Wednesday, January 28, 2009

Day 3

Day 2's grade was a C-. On the positive side, I helped my mom, visited my dad, and ran 7 miles. On the negative side, I canceled a client's training session because I just couldn't shift from one mode to the other. (She's getting a free session on Friday to make up for my flakiness.)

Today probably gets an A- or a B+. I will have trained 5 clients today. I did P90X arms and shoulders which felt great. Wanted to run, but I've gone 17 miles in the past 2 days, and I had paperwork for my parents and for our family building up, so opted for some desk time to get caught up.

So why the A- or B+? Because I CAN'T SEEM TO STOP EATING! Yeah, just one of those "I am always hungry" days. I know they don't last, but when you're prowling the pantry, it's easy to feel scared that you'll never be able to stop eating, and none of your clothes will fit, and on and on and on.

(Yeah, I'm eating my second Cadbury Creme Egg as I type this. Life's too short to eat yucky treats, right?)

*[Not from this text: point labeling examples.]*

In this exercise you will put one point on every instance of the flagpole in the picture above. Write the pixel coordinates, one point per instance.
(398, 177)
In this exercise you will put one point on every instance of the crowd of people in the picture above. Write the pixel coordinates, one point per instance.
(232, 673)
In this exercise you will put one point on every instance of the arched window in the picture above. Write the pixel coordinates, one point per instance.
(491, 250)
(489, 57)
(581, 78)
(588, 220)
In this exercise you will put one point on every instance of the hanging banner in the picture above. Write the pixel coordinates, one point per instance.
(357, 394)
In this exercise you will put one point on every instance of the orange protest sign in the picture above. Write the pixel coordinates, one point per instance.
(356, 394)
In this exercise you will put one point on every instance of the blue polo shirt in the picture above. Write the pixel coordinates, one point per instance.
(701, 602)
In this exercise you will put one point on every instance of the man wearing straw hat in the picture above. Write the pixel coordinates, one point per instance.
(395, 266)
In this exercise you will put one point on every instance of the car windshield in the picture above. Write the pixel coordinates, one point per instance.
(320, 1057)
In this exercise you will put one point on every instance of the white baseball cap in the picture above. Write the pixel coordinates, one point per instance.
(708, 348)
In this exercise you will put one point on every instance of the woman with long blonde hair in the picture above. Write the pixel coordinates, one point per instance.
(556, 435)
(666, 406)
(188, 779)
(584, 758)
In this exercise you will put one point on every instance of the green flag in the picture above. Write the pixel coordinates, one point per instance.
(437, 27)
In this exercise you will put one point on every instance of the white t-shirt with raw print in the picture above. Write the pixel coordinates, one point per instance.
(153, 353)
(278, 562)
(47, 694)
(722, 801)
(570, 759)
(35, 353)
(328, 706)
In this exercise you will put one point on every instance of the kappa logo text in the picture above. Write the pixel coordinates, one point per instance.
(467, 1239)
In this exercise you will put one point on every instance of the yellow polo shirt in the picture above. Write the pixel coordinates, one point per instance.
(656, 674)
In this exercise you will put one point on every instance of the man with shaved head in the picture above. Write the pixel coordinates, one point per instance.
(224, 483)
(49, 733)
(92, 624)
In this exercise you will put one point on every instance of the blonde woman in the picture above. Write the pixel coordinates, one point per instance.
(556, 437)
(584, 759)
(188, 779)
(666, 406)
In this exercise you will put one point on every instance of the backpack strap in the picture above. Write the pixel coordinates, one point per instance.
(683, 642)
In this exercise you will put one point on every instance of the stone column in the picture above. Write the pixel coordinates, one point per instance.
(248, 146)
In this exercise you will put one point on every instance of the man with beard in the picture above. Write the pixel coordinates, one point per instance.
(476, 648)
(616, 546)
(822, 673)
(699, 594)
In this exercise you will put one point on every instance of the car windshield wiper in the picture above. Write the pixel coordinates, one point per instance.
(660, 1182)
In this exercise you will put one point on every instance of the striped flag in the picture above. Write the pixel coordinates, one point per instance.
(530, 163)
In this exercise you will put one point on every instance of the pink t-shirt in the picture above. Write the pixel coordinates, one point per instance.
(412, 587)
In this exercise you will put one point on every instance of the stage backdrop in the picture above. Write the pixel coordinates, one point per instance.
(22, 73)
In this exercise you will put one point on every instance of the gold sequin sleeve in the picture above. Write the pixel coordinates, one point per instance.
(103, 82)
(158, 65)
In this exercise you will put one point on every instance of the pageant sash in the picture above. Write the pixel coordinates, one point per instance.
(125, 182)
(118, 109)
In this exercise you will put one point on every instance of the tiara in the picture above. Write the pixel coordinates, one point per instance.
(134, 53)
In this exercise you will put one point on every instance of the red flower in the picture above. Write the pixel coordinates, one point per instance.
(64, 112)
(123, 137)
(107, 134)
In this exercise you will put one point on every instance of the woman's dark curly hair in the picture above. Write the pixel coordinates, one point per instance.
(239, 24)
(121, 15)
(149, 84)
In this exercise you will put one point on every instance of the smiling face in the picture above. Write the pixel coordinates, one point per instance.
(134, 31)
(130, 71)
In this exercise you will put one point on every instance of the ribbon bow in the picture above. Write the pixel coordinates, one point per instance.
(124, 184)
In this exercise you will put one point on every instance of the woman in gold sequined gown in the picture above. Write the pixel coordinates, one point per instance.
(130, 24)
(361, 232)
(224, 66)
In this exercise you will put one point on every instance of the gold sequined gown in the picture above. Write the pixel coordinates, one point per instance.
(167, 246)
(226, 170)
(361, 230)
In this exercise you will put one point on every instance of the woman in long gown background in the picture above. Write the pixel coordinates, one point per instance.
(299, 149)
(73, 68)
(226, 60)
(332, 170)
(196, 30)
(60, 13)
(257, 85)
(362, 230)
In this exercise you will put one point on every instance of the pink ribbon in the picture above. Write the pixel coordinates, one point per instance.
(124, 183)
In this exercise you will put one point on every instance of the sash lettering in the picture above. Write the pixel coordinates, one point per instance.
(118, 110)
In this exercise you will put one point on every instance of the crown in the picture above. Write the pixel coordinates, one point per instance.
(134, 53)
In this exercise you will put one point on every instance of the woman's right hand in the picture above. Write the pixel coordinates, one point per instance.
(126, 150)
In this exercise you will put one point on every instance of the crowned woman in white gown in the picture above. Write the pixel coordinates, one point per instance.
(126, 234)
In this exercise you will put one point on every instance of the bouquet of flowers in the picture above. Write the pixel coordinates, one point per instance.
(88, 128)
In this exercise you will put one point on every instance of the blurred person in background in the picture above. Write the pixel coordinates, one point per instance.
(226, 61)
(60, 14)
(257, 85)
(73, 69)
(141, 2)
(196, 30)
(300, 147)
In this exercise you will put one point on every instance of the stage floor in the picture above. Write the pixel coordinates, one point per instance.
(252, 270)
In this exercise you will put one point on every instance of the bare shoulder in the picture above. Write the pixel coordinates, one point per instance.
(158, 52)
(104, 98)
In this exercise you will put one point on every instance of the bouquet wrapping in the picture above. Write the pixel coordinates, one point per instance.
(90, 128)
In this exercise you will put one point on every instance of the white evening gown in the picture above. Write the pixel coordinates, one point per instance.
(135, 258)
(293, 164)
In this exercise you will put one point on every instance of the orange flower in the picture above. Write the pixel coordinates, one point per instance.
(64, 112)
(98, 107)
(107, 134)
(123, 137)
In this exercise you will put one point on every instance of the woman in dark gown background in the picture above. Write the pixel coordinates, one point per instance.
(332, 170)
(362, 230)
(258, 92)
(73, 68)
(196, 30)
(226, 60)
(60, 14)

Tomorrow I'll be at my parents house most of the day. I'll be bathing my mom (we've got this bath thing down to a science now), grocery shopping, and prepping her breakfast and lunch. And I'll be getting my dad's room ready because HE'S COMING HOME ON FRIDAY!!! My hope is that both of their lives will be better as a result of this tough time.

7 comments:

Irene said...

I hope the transition home goes well for your dad!

By the way, I'm having an "I'm hungry" year... I can relate!

*Hugs*

Jawsome said...

Hi Leslie -

I've been reading your blog for a while now, and I want you to know how inspiring it is for me. My grandmother recently passed away, and I can relate to the challenge of getting households in order and still trying to find time for family as well as (gasp!) yourself. To put things in perspective, today I ate an entire package of Milano cookies. The whole thing. And you know what? I'm glad. Because sometimes taking care of yourself (emotionally) is what's most important. I hope your next days will be better.

Jennifer said...

Jawsome...thank you and Leslie both for your honesty. You remind me that I am human--and normal (whatever that is).
Leslie, I know how hard this time is for you, emotionally, physically, spiritually, etc, and I think a lot about this stage of life where we become our parents' caretakers. It's such an odd turn of events, one that I have quite a bit of difficulty wrapping my brain around. Be sure to continue to take care of yourself in the process. So far, it looks like you're doing pretty well with that, but keep it up. Thanks for the updates, too. When things are hard, we worry when you're gone a while.
BTW, how are your daily grades assigned? Is this bootcamp a workbook or an in-person class?

Anonymous said...

As someone who knows all too well the stress of caring for a parent, all I can say is this - ask for help.

There is no way you can continue to do your "normal" load of stuff PLUS take on the extra responsibility without totally burning yourself out.

It's hard. But I know you are strong and you can do it. Don't juggle the balls. Hand a few of them to someone else.

Anonymous said...

That's great news about your dad!

And, you're so right about the Cadbury Creme Eggs. I'm going to have to find some, I haven't had one in a while.

Congrats on sticking with your workouts in the face of all that's been going on w/ you and your parents. You're doing great!

tfh said...

I hope your life will be better too as a result of this tough time. May today become an A.

ColeC said...

It is okay to eat for comfort at times like these! It's not like you're not exercising, so you are burning the stuff off as you pop it into your mouth ;) I know this past week with stress I've been hitting the pantry a bit more myself. I had a bowl of cereal one night, then got up and poured another one (Rob looked at me and asked if I was hungy haha). I don't care though.

I'm so glad your dad will be home Friday (tomorrow) and I hope things start to calm down in your life. Tough times make us stronger, and you my friend are one strong person.